[PATCH 0/5] Parallel hugepage migration optimization

From: Zi Yan
Date: Tue Nov 22 2016 - 11:26:43 EST

From: Zi Yan <zi.yan@xxxxxxxxxxxxxx>

Hi all,

This patchset boosts the hugepage migration throughput and helps THP migration
which is added by Naoya's patches: https://lwn.net/Articles/705879/.


In x86, 4KB page migrations are underutilizing the memory bandwidth compared
to 2MB THP migrations. I did some page migration benchmarking on a two-socket
Intel Xeon E5-2640v3 box, which has 23.4GB/s bandwidth, and discover
there are big throughput gap, ~3x, between 4KB and 2MB page migrations.

Here are the throughput numbers for different page sizes and page numbers:
| 512 4KB pages | 1 2MB THP | 1 4KB page
x86_64 | 0.98GB/s | 2.97GB/s | 0.06GB/s

As Linux currently use single-threaded page migration, the throughput is still
much lower than the hardware bandwidth, 2.97GB/s vs 23.4GB/s. So I parallelize
the copy_page() part of THP migration with workqueue and achieve 2.8x throughput.

Here are the throughput numbers of 2MB page migration:
| single-threaded | 8-thread
x86_64 2MB | 2.97GB/s | 8.58GB/s

Here is the benchmark you can use to compare page migration time:

As this patchset requires Naoya's patch, this repo has both patchset applied:

Patchset desciption

This patchset adds a new migrate_mode MIGRATE_MT, which leads to parallelized
page migration routine. Only copy_huge_page() will be parallelized. This
MIGRATE_MT is enabled by a sysctl knob, vm.accel_page_copy, or an additional
flag, MPOL_MF_MOVE_MT, to move_pages() system call.
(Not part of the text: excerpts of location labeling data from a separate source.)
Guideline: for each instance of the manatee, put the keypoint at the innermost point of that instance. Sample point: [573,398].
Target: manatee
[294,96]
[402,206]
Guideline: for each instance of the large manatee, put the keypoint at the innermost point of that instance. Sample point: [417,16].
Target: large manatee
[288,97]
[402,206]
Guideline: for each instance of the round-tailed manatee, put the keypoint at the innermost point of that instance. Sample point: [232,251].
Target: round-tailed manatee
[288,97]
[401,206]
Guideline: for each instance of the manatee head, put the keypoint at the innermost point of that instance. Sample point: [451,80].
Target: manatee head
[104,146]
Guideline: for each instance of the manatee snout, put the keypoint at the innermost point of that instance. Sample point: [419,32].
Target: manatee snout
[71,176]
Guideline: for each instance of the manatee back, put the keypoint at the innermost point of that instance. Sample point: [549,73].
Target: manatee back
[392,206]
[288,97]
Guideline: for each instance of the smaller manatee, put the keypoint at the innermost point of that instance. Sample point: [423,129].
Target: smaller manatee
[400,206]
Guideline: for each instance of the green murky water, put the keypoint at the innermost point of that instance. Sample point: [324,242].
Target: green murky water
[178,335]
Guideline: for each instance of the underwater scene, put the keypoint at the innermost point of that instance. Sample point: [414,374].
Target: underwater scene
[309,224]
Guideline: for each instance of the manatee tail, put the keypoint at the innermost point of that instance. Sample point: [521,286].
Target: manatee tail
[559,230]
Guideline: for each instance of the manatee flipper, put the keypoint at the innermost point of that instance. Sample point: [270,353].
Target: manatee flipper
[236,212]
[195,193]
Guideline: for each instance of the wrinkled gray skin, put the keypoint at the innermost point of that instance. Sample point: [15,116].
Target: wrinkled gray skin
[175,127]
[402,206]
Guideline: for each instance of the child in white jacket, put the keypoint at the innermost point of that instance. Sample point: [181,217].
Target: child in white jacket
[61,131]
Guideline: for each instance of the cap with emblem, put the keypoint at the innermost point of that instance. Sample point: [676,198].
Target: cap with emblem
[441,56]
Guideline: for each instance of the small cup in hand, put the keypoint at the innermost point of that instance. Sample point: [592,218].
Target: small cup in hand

The parallelized copy page routine distributes a single huge page into 4
workqueue threads and wait until they finish.

1. For testing purpose, I choose to use sysctl to enable and disable the
parallel huge page migration. I need comments on how to enable and disable it,
or just enable it for all huge page migrations.

2. The hard-coded "4" workqueue threads is not adaptive, any suggestion?
Like boot time benchmark to find an appropriate number?

3. The parallel huge page migration works best with threads allocated at
different physical cores, not all in the same hyper-threaded core. Is there
any way to find out the core topology easily?

Any comments are welcome. Thanks.

Best Regards,
Zi Yan

Zi Yan (5):
mm: migrate: Add mode parameter to support additional page copy
mm: migrate: Change migrate_mode to support combination migration
migrate: Add copy_page_mt to use multi-threaded page migration.
mm: migrate: Add copy_page_mt into migrate_pages.
mm: migrate: Add vm.accel_page_copy in sysfs to control whether to use
multi-threaded to accelerate page copy.

fs/aio.c | 2 +-
fs/hugetlbfs/inode.c | 2 +-
fs/ubifs/file.c | 2 +-
include/linux/highmem.h | 2 +
include/linux/migrate.h | 6 ++-
include/linux/migrate_mode.h | 7 +--
include/uapi/linux/mempolicy.h | 2 +
kernel/sysctl.c | 12 ++++++
mm/Makefile | 2 +
mm/compaction.c | 20 ++++-----
mm/copy_page.c | 96 ++++++++++++++++++++++++++++++++++++++++++
mm/migrate.c | 61 ++++++++++++++++++---------
12 files changed, 175 insertions(+), 39 deletions(-)
create mode 100644 mm/copy_page.c